Start the tuningΒΆ
After setting up a graded or discriminating experiment using the script scripts/setup.py, we can start the instance generation process with irace by simply running the run.sh script in the experiment folder:
bash run.sh
This script will start irace and when the instance generation process is finished, it will extract the list of graded/discriminating instances from the raw outputs and their detailed results. A summary of results will be printed out to the screen.
Below is an example summary for the MACC graded experiment:
Total #runs: 171
Total #instances generated: 104
#graded instances: 54 (/114 runs)
#too difficult instances: 50 (/50 runs)
In the example above, 171 evaluations have been used during the instance generation process. There are 104 (unique) candidate instances generated, among them there are 54 graded instances and 50 instances where Chuffed cannot solve within the given (tiny) time limit. Different generator configurations may produce the same candidate instances. The number of runs shown in the brackets indicate the total number of candidate instances including duplicated ones (114 for graded instances and 50 for difficult instances).
And an example summary for the MACC discriminating experiment:
Total #runs: 175
Total #instances generated: 91
#instances where the base solver wins: 8 (/62 runs)
#too easy instances for the base solver: 6 (/25 runs)
#instances where the favoured solver wins: 1 (/1 runs)
#too difficult instances for the favoured solver: 76 (/77 runs)

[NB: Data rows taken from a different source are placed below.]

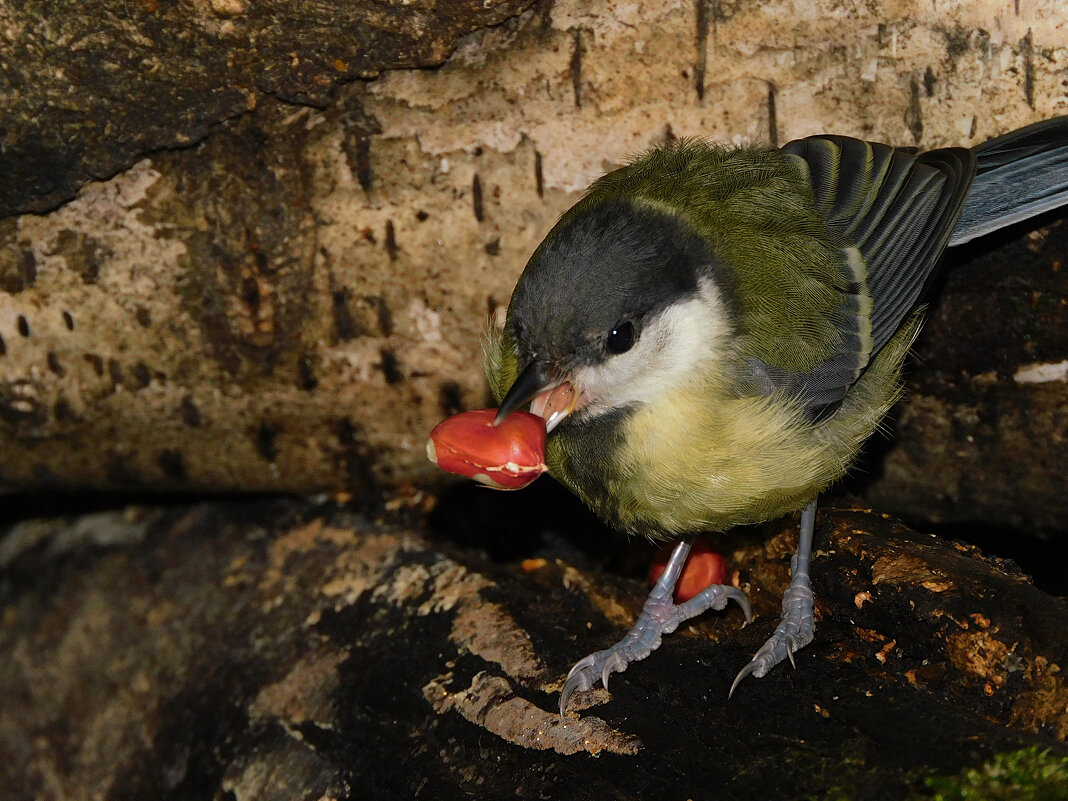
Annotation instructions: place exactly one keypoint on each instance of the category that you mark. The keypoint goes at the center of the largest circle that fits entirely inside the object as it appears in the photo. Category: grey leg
(798, 625)
(660, 615)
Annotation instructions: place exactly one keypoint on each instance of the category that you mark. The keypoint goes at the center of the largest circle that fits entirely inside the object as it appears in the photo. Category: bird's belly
(686, 472)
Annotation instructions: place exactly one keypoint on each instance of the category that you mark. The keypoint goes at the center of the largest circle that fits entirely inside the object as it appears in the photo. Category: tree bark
(295, 300)
(272, 649)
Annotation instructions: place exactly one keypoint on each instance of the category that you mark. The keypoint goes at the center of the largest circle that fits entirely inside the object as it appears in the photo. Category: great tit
(711, 333)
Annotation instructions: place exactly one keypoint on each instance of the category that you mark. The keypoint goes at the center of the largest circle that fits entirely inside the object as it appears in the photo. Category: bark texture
(294, 297)
(263, 650)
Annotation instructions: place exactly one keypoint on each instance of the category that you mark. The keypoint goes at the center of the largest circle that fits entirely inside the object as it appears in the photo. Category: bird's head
(619, 307)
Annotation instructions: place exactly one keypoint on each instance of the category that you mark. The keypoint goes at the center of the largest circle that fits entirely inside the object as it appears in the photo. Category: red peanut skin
(506, 456)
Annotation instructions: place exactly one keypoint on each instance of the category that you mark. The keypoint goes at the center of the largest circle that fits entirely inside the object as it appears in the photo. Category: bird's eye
(621, 339)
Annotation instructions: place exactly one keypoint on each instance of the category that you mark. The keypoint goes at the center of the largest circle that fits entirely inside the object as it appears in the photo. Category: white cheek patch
(669, 349)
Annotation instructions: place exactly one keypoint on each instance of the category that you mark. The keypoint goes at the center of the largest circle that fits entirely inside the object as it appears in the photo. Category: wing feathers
(897, 209)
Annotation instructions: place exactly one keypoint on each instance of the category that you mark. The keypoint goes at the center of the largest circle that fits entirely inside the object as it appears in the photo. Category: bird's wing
(896, 210)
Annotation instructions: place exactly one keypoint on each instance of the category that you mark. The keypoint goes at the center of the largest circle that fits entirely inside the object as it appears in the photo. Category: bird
(711, 333)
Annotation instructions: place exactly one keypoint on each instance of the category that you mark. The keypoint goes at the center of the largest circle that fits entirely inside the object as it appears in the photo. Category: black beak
(531, 382)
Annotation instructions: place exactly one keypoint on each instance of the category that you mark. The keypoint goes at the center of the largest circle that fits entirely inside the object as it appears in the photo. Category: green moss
(1031, 774)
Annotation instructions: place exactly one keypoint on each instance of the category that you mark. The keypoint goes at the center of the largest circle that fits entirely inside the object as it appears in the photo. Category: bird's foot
(659, 616)
(795, 630)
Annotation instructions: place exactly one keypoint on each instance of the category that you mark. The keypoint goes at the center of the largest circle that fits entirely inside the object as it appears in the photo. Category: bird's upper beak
(551, 398)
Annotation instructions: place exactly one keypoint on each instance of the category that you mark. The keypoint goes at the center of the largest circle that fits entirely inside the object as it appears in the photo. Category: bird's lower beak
(554, 404)
(551, 399)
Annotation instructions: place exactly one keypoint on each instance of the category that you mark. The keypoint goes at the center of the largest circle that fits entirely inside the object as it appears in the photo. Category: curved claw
(572, 684)
(741, 674)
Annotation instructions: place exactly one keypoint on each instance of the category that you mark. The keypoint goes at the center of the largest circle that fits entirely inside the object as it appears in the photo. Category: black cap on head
(615, 263)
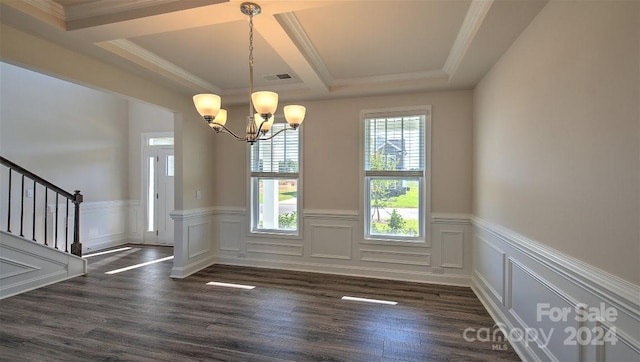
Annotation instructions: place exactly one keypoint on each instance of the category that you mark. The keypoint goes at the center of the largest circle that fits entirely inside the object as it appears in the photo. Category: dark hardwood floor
(143, 315)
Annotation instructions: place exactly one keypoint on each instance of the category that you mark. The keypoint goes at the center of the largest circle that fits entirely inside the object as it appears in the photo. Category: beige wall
(331, 164)
(73, 136)
(194, 168)
(556, 133)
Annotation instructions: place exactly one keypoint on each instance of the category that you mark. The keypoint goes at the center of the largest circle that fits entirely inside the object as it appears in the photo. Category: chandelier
(265, 103)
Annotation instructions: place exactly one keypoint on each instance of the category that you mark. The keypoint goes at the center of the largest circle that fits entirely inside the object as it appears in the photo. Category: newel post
(76, 247)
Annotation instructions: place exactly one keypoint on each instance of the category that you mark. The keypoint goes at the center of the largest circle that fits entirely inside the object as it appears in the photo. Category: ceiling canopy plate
(250, 9)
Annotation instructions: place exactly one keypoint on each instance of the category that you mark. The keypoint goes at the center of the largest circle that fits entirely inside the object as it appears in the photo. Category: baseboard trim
(349, 270)
(617, 291)
(523, 350)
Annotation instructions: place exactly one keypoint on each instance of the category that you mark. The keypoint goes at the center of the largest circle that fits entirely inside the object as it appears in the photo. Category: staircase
(39, 231)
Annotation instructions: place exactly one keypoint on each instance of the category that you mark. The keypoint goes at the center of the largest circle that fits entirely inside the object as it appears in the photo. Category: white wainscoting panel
(25, 265)
(331, 241)
(103, 224)
(193, 247)
(199, 239)
(229, 234)
(274, 248)
(538, 283)
(395, 257)
(490, 267)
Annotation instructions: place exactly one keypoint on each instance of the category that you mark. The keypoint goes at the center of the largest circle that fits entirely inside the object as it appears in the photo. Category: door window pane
(170, 171)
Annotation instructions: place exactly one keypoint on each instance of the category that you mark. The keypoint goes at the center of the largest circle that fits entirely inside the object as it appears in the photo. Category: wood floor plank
(143, 315)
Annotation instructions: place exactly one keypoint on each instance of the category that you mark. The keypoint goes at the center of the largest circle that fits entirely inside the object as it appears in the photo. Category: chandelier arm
(275, 134)
(228, 131)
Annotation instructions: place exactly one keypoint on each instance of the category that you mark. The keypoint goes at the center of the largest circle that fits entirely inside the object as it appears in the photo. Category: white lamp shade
(265, 102)
(207, 104)
(267, 125)
(294, 114)
(221, 118)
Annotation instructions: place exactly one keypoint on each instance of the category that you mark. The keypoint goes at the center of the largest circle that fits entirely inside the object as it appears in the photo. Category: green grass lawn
(286, 195)
(408, 200)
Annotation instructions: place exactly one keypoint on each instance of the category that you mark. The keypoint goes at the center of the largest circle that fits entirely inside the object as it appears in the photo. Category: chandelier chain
(250, 65)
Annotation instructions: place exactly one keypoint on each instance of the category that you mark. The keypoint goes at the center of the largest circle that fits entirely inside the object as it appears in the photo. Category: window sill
(274, 234)
(416, 243)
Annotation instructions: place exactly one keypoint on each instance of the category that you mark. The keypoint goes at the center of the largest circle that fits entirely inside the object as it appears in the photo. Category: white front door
(159, 195)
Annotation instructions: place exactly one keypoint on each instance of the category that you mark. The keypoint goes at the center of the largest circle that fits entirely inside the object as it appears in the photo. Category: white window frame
(254, 199)
(424, 239)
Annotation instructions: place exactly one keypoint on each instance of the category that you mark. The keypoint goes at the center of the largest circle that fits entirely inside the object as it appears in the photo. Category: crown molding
(49, 7)
(291, 25)
(475, 16)
(152, 62)
(106, 7)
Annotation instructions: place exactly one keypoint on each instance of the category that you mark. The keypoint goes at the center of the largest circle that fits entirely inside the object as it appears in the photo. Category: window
(396, 173)
(275, 183)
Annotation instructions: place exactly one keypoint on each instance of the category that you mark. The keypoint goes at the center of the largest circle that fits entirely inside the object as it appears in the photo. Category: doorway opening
(159, 173)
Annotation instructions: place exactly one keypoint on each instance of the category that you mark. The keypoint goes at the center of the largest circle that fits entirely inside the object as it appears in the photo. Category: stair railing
(75, 198)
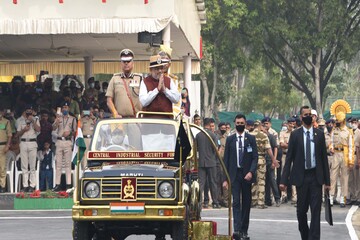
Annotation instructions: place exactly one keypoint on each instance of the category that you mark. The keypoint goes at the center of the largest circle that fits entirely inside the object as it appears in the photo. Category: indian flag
(79, 146)
(131, 208)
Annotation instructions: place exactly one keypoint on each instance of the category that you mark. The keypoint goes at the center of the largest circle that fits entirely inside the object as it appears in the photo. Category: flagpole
(180, 170)
(77, 182)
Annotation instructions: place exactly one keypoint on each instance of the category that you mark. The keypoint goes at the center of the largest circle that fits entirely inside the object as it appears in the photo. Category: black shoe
(57, 188)
(236, 236)
(244, 236)
(215, 205)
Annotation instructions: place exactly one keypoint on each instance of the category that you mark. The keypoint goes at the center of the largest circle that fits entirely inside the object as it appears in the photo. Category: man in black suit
(306, 158)
(241, 158)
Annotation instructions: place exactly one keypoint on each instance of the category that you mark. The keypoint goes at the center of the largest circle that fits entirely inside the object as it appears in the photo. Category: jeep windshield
(139, 138)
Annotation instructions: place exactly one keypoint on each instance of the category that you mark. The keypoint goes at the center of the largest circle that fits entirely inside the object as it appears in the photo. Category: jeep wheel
(82, 231)
(180, 230)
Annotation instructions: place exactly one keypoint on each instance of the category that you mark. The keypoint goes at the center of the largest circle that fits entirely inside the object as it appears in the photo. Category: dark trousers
(270, 184)
(46, 175)
(309, 194)
(241, 210)
(209, 173)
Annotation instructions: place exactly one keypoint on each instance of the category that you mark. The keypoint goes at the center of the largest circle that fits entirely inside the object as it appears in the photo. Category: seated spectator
(45, 156)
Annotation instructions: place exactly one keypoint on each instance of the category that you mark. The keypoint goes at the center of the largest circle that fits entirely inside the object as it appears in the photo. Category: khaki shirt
(262, 141)
(275, 134)
(31, 134)
(66, 124)
(87, 126)
(343, 137)
(5, 129)
(121, 90)
(284, 138)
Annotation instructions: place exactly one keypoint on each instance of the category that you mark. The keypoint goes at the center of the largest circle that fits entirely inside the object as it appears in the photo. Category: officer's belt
(64, 138)
(28, 139)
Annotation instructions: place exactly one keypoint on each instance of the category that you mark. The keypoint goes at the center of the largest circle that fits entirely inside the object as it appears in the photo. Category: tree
(222, 20)
(306, 39)
(264, 93)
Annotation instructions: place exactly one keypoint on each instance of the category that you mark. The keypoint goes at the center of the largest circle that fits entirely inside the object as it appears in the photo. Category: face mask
(117, 139)
(240, 128)
(307, 120)
(329, 128)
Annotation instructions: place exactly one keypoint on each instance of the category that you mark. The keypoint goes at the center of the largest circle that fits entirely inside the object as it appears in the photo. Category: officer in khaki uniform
(342, 146)
(354, 177)
(5, 140)
(284, 140)
(123, 95)
(66, 128)
(88, 122)
(27, 128)
(263, 147)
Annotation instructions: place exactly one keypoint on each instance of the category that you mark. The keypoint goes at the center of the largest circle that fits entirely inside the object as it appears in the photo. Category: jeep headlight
(92, 190)
(166, 189)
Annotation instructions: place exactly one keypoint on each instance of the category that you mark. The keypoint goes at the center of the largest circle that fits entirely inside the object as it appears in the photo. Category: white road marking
(26, 218)
(268, 220)
(349, 225)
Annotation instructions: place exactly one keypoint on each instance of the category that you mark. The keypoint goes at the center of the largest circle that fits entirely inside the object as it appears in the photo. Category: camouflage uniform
(343, 144)
(258, 188)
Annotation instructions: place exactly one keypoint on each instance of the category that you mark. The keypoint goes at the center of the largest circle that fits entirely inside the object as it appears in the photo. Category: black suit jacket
(250, 159)
(295, 159)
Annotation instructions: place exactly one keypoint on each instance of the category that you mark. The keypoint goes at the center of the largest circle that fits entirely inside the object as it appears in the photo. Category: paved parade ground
(272, 224)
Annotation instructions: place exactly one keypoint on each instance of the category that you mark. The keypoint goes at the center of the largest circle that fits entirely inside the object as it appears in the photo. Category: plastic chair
(10, 165)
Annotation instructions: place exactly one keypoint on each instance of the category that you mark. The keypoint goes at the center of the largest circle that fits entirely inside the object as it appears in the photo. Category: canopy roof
(39, 30)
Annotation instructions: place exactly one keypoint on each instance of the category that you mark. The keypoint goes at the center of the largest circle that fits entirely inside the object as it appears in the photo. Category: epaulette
(173, 76)
(137, 76)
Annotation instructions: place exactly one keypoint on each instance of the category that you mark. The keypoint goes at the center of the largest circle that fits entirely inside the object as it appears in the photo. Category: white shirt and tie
(309, 141)
(240, 149)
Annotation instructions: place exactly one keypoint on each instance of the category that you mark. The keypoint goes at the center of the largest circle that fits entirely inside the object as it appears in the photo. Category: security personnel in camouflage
(263, 146)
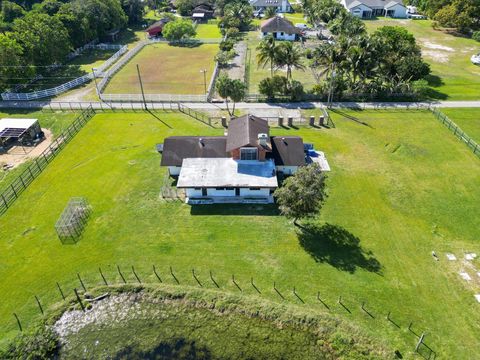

The list of graded/discriminating instances and their detailed results are available at graded-instances-info.csv and discriminating-instances-info.csv, located in the same folder of the experiments. For detailed results of all evaluations during the whole instance generation process, please checkout detailed-output.json, where each line coressponds to a generator configuration evaluation.
Note
The detailed-output folder contains all outputs and temporary files created during the instance generation process. This folder can get heavy pretty soon, therefore, after the instance generation process is finished and you have extracted all graded/discriminating instances out of it, this folder can be safely removed. The reason why we do not remove this folder automatically is because sometime the tuning can crash after running for a while due to some bugs/issues with the solvers themselves, or simply because we are out of computational resources (e.g., a job run on a cluster computer is killed due to hitting the time limit allowed). In such cases, we want to resume the experiments from where it was before the termination instead of having to re-run from the start. If the detailed-output folder is available, AutoIG will automatically read results in that folder and resume the experiment when users call run.sh again.